Jüngste Entwicklungen, einschließlich eines Vorschlags, Stablecoin-Transaktionen als ausländische Flüsse zu besteuern, werden vom Kongress abgelehnt. Ein kürzlich eingeführter Gesetzesentwurf betrachtet sie als illegal und spezifiziert, dass die Zentralbank ihre Autorität überschritten hat.
Ausblick
Bis es echte Maßnahmen gegen diese Regelungen gibt, müssen VASPs nachgeben und sich an das bald in Kraft tretende Regelwerk halten und die von der Zentralbank geforderten Informationen bereitstellen.
FAQ
- Welche neuen Maßnahmen implementiert die Zentralbank von Brasilien für VASPs?
Die Zentralbank führt Vorschriften ein, die virtuelle Asset-Dienstleister (VASPs) dazu verpflichten, mit aktualisierten Maßnahmen zur Bekämpfung von Geldwäsche bis Februar konform zu sein. - Was ist der Zweck der neuen Compliance-Regeln für VASPs?

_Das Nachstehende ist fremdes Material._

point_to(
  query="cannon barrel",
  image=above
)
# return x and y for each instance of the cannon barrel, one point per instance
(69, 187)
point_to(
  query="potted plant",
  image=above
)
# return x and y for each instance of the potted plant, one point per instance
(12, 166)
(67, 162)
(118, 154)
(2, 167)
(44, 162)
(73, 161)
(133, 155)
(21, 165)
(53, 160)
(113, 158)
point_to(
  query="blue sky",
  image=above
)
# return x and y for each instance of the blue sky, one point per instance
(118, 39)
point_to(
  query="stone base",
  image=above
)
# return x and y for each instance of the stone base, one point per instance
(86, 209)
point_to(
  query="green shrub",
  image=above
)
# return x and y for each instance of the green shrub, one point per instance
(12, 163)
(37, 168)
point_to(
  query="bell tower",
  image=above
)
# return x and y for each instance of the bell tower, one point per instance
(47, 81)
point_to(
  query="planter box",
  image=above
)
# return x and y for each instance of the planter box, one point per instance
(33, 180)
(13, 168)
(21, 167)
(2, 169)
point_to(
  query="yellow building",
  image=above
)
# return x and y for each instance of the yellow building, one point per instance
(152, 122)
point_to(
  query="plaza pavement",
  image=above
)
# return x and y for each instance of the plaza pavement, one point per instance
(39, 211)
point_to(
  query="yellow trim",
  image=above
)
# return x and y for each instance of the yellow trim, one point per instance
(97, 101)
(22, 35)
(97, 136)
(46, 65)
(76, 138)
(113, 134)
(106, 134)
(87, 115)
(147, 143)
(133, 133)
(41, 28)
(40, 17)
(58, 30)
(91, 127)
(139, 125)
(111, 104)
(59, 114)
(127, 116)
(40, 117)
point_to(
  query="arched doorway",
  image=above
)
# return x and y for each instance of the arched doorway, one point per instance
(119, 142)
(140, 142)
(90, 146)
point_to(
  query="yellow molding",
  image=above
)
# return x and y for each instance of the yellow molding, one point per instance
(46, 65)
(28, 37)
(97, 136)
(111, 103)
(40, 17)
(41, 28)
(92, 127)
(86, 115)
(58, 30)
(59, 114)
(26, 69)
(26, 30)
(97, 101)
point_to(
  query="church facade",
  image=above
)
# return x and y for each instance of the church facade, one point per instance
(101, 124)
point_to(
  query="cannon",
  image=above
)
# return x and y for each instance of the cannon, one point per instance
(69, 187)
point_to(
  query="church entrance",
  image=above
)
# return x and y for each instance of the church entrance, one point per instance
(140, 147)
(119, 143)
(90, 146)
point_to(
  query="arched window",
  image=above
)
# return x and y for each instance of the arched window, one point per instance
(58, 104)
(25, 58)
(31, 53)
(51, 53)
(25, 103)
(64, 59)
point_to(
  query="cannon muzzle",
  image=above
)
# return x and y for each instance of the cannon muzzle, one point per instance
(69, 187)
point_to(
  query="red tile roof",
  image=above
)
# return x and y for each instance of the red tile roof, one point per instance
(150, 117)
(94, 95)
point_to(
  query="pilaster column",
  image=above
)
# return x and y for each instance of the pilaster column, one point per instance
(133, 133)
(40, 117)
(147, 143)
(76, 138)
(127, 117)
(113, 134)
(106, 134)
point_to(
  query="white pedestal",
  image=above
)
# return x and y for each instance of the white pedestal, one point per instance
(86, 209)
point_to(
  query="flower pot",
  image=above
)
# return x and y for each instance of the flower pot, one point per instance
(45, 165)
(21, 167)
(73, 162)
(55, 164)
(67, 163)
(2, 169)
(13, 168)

Die neuen Regeln zielen darauf ab, Berichtsverfahren zu standardisieren und sicherzustellen, dass VASPs der Zentralbank systematisch die benötigten Informationen zur Verfügung stellen. - Wie lange dürfen aktuelle Kryptowährungsanbieter nach Inkrafttreten der neuen Regeln weiter operieren?
Kryptowährungsanbieter können neun Monate nach der Implementierung weiterhin tätig sein, um die sofortige Unterbrechung der Dienste zu vermeiden. - Welche gegenwärtigen Maßnahmen wurden gegen diese neuen Regelungen vorgeschlagen?
Einige Kongressmitglieder haben vorgeschlagen, Stablecoin-Transaktionen als ausländische Flüsse zu besteuern und einen Gesetzesentwurf eingeführt, der besagt, dass die Zentralbank ihre Autorität überschritten hat.